Tsai sought to bolster the island’s defenses by initiating a program to build new submarines and purchase billions of dollars in weapons from the United States, including upgraded F-16 fighter jets, drones armed, rocket systems and Harpoon missiles capable of hitting both sea and land targets.

Washington has stepped up support for Taiwan as its ties with Beijing deteriorated last year, including record arms sales, visits by senior officials and the end of decades-long restrictions on trade between US and Taiwanese officials. .

China to sanction US officials

On Monday, Beijing said it would sanction US officials it said behaved badly in Taiwan.

“Due to the bad actions of the United States, China has decided to impose sanctions on responsible American officials who have engaged in unpleasant behavior on the Taiwan issue,” said Hua Chunying, spokesman for the Chinese ministry. Foreign Affairs.

She did not specify the names of the American officials under sanction and the nature of the sanctions.

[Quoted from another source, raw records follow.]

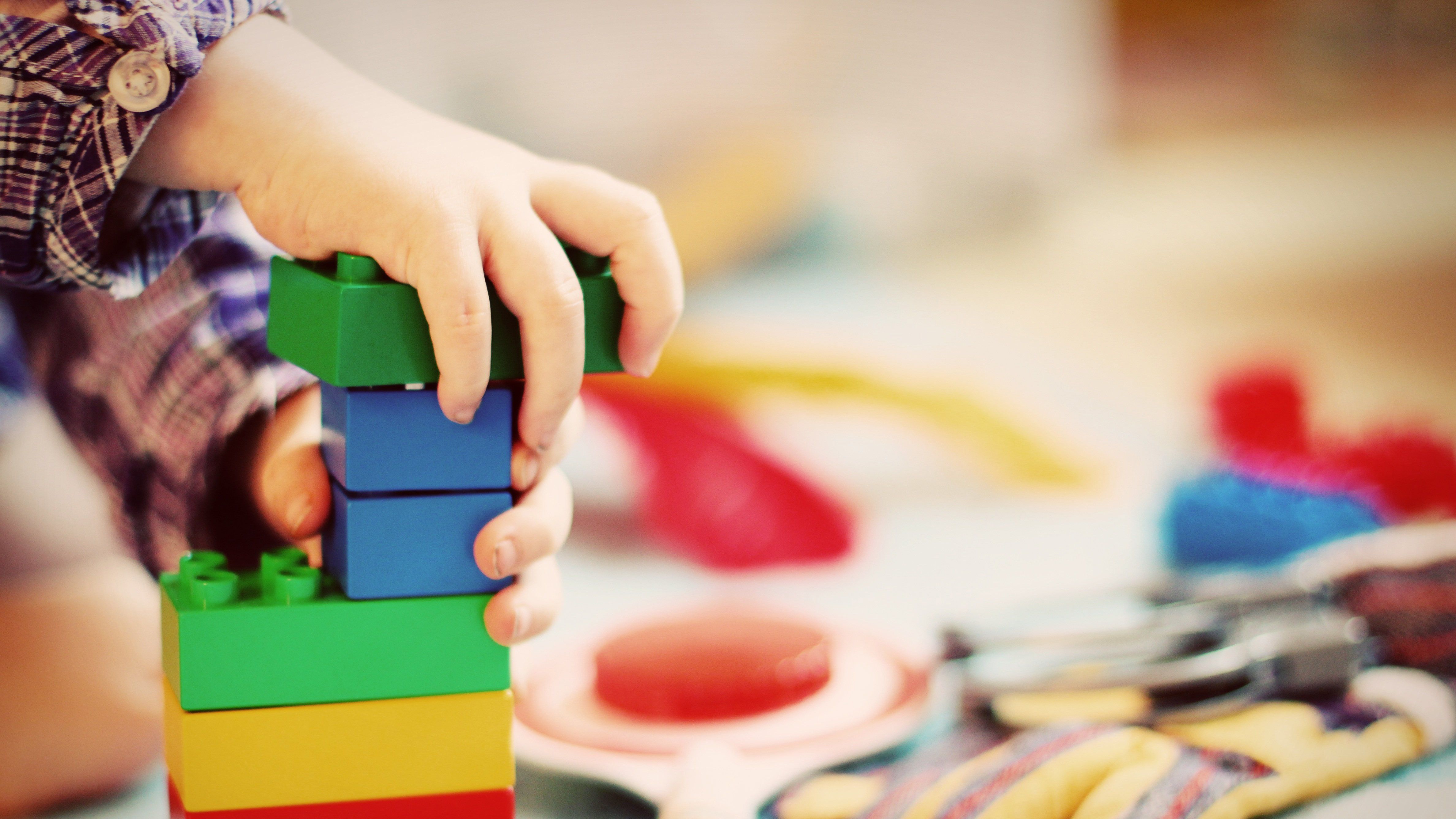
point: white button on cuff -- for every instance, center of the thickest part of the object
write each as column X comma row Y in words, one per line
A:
column 140, row 81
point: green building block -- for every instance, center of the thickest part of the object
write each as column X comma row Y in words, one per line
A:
column 286, row 636
column 351, row 326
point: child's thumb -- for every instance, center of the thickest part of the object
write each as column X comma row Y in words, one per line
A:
column 290, row 481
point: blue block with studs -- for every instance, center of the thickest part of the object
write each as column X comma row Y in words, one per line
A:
column 396, row 439
column 410, row 546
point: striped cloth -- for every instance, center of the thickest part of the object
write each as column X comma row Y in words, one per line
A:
column 1253, row 763
column 148, row 337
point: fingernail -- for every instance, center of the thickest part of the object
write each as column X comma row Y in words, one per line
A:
column 649, row 368
column 504, row 559
column 523, row 623
column 299, row 511
column 526, row 467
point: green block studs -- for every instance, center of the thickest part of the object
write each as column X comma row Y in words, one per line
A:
column 351, row 326
column 286, row 636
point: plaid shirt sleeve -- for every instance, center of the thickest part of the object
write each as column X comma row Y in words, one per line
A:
column 66, row 142
column 150, row 388
column 156, row 355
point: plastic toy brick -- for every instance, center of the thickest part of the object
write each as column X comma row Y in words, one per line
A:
column 286, row 636
column 398, row 439
column 410, row 546
column 340, row 751
column 351, row 326
column 471, row 805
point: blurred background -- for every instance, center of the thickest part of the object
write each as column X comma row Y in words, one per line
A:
column 1064, row 218
column 1068, row 215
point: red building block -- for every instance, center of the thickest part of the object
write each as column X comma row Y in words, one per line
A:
column 475, row 805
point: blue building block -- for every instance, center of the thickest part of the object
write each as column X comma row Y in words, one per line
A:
column 395, row 439
column 410, row 546
column 1224, row 519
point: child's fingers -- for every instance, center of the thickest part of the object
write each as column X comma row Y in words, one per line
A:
column 528, row 464
column 533, row 529
column 448, row 272
column 289, row 479
column 609, row 218
column 526, row 608
column 537, row 283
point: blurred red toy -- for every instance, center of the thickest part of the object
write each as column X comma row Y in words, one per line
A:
column 713, row 495
column 1260, row 425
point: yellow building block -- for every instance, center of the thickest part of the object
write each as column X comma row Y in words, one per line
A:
column 340, row 751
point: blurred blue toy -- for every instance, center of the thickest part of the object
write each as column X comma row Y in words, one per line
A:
column 1225, row 519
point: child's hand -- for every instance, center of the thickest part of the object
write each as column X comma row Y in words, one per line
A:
column 290, row 486
column 324, row 161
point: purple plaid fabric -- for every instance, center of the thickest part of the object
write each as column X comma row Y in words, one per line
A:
column 66, row 142
column 161, row 356
column 150, row 388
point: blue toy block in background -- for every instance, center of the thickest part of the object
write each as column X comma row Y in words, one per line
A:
column 410, row 546
column 1224, row 519
column 385, row 441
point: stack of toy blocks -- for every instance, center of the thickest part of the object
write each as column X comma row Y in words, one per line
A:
column 370, row 688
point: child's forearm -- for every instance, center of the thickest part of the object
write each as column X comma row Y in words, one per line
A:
column 261, row 88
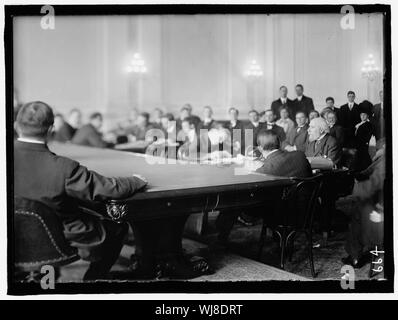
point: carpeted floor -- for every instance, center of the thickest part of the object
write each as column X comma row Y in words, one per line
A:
column 239, row 260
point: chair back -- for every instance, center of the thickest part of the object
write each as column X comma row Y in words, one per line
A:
column 302, row 201
column 38, row 237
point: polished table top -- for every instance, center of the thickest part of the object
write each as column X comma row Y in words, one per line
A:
column 180, row 177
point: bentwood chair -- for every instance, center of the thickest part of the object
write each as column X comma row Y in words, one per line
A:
column 38, row 240
column 296, row 215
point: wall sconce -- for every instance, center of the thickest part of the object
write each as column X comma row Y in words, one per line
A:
column 254, row 71
column 137, row 65
column 369, row 69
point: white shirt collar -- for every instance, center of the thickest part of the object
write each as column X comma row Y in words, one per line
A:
column 191, row 135
column 30, row 140
column 255, row 124
column 270, row 153
column 321, row 137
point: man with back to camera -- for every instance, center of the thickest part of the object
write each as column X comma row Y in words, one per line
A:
column 60, row 183
column 283, row 101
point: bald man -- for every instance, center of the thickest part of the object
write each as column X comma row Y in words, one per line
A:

For Chinese President Xi Jinping, Taiwan’s reunification with the mainland is a matter of heritage. In a 2019 speech, he warned Taiwan that any effort to assert its independence would be welcomed by the armed forces. Chinese officials describe Taiwan as the most important and sensitive issue in China’s relations with the United States, and they have already announced sanctions against American companies selling arms to Taiwan, although no it is not clear how or if they were applied.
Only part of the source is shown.